Photo: J. Lokrantz/Azote
Cross-scale and dynamic interactions
Patterns of production, consumption and wellbeing develop not only from economic and social relations but also on the capacity of ecosystems.
Key issues
How do multiple subsystems interact to create, or erode, resilience?

What kinds of social-ecological configurations lead to sustainable versus unsustainable societies?

Throughout history humans have shaped nature and nature has shaped the development of human society.

The human dimension has become globally interconnected, through technology, capital markets and systems of governance with decisions in one place influencing people and ecosystems elsewhere. Local communities are subject to decision from regional levels and connected to global markets and vice versa.

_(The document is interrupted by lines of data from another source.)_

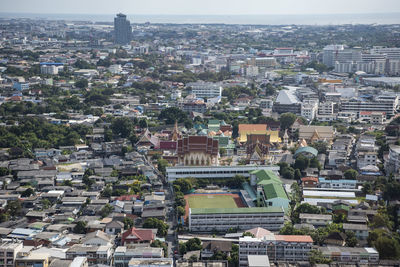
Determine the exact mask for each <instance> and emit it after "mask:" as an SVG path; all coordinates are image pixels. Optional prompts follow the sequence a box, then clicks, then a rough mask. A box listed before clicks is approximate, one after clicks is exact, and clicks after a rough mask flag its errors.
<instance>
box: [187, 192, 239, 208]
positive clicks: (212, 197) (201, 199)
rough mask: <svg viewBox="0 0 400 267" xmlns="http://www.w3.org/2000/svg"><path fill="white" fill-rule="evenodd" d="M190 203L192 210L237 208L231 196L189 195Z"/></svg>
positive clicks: (236, 206)
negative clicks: (208, 208)
mask: <svg viewBox="0 0 400 267" xmlns="http://www.w3.org/2000/svg"><path fill="white" fill-rule="evenodd" d="M188 201H189V207H190V208H237V205H236V203H235V200H233V197H232V196H229V195H212V194H210V195H189V196H188Z"/></svg>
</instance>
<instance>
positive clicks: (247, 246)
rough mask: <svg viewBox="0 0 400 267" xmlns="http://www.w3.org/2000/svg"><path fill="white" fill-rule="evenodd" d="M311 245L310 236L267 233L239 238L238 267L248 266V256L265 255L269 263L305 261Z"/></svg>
mask: <svg viewBox="0 0 400 267" xmlns="http://www.w3.org/2000/svg"><path fill="white" fill-rule="evenodd" d="M263 230H264V229H263ZM264 231H265V230H264ZM250 232H251V233H253V232H252V230H250ZM312 244H313V240H312V238H311V237H310V236H302V235H274V234H272V233H271V232H269V231H266V232H265V234H262V235H260V234H258V235H257V236H256V235H255V237H249V236H245V237H241V238H239V266H243V267H244V266H249V265H248V264H249V262H248V255H267V256H268V258H269V259H270V260H271V261H291V262H294V261H307V260H308V258H309V253H310V250H311V249H312Z"/></svg>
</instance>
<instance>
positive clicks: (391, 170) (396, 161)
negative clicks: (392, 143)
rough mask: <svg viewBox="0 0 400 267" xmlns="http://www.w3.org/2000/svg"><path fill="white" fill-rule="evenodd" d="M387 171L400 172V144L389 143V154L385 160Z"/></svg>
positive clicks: (391, 171) (387, 171)
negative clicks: (391, 143) (389, 144)
mask: <svg viewBox="0 0 400 267" xmlns="http://www.w3.org/2000/svg"><path fill="white" fill-rule="evenodd" d="M385 170H386V173H388V174H390V173H394V174H399V173H400V146H397V145H389V156H388V158H387V160H386V161H385Z"/></svg>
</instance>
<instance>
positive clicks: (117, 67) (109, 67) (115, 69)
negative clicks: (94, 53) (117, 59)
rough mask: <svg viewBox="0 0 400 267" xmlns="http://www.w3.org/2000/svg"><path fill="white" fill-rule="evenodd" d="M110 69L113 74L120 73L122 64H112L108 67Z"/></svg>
mask: <svg viewBox="0 0 400 267" xmlns="http://www.w3.org/2000/svg"><path fill="white" fill-rule="evenodd" d="M108 71H109V72H111V73H112V74H120V73H121V71H122V66H121V65H120V64H114V65H111V66H110V67H109V68H108Z"/></svg>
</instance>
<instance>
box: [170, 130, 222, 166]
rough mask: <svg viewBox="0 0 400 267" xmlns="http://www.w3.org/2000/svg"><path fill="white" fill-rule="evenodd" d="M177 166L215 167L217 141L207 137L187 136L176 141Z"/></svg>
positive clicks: (217, 153)
mask: <svg viewBox="0 0 400 267" xmlns="http://www.w3.org/2000/svg"><path fill="white" fill-rule="evenodd" d="M177 154H178V164H179V165H183V166H217V165H218V163H219V161H218V158H219V150H218V140H216V139H213V138H211V137H208V136H188V137H184V138H182V139H179V140H178V143H177Z"/></svg>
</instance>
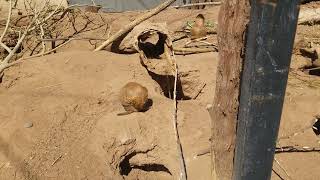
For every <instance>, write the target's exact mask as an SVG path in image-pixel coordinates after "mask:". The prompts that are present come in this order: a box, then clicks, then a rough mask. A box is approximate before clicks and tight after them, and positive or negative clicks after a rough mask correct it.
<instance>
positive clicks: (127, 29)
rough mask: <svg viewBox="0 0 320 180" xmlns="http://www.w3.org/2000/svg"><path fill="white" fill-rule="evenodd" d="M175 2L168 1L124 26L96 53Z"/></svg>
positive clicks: (109, 38) (103, 42)
mask: <svg viewBox="0 0 320 180" xmlns="http://www.w3.org/2000/svg"><path fill="white" fill-rule="evenodd" d="M174 2H175V0H167V1H166V2H164V3H162V4H161V5H159V6H157V7H156V8H154V9H152V10H151V11H149V12H147V13H145V14H143V15H142V16H140V17H138V18H137V19H135V20H134V21H132V22H131V23H129V24H128V25H126V26H124V27H123V28H122V29H120V30H119V31H118V32H117V33H116V34H114V35H112V36H111V37H110V38H109V39H108V40H106V41H105V42H103V43H102V44H101V45H100V46H99V47H97V48H96V49H95V50H94V51H100V50H102V49H103V48H105V47H106V46H108V45H110V44H111V43H112V42H113V41H115V40H116V39H118V38H119V37H121V36H122V35H124V34H125V33H127V32H129V31H130V30H132V29H133V28H134V27H135V26H137V25H139V24H140V23H142V22H143V21H145V20H147V19H149V18H151V17H152V16H154V15H156V14H158V13H159V12H161V11H162V10H164V9H166V8H167V7H168V6H170V5H171V4H172V3H174Z"/></svg>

Reduced temporal variability of renewable resource flows in some parts of the world has resulted in increased spatial dependence on other areas on earth, reflected in e.g. widespread ecosystem support to urban areas.

Societal development supported by ecosystems
In this context it becomes clear that patterns of production, consumption and wellbeing develop not only from economic and social relations within and between regions, but to be sustained also depend on the capacity of ecosystems throughout the world to support societal development.

Social conditions, health, culture, democracy, and matters of security, survival and the environment are interwoven in a grand panorama of regional and worldwide dependency.

Social-ecological systems are therefore linked across temporal and spatial scales and levels of organization. New insights are emerging on cross-scale interactions in social-ecological systems including drivers of land use change and on governance systems that allow for learning and responding to environmental feedback and change.

Thus cross-scale, or cross-system, interactions are a critical research frontier for social-ecological systems.

How do multiple subsystems interact to create, or erode, resilience? What kinds of social-ecological configurations lead to sustainable versus unsustainable societies?

These are important questions that are just beginning to be addressed.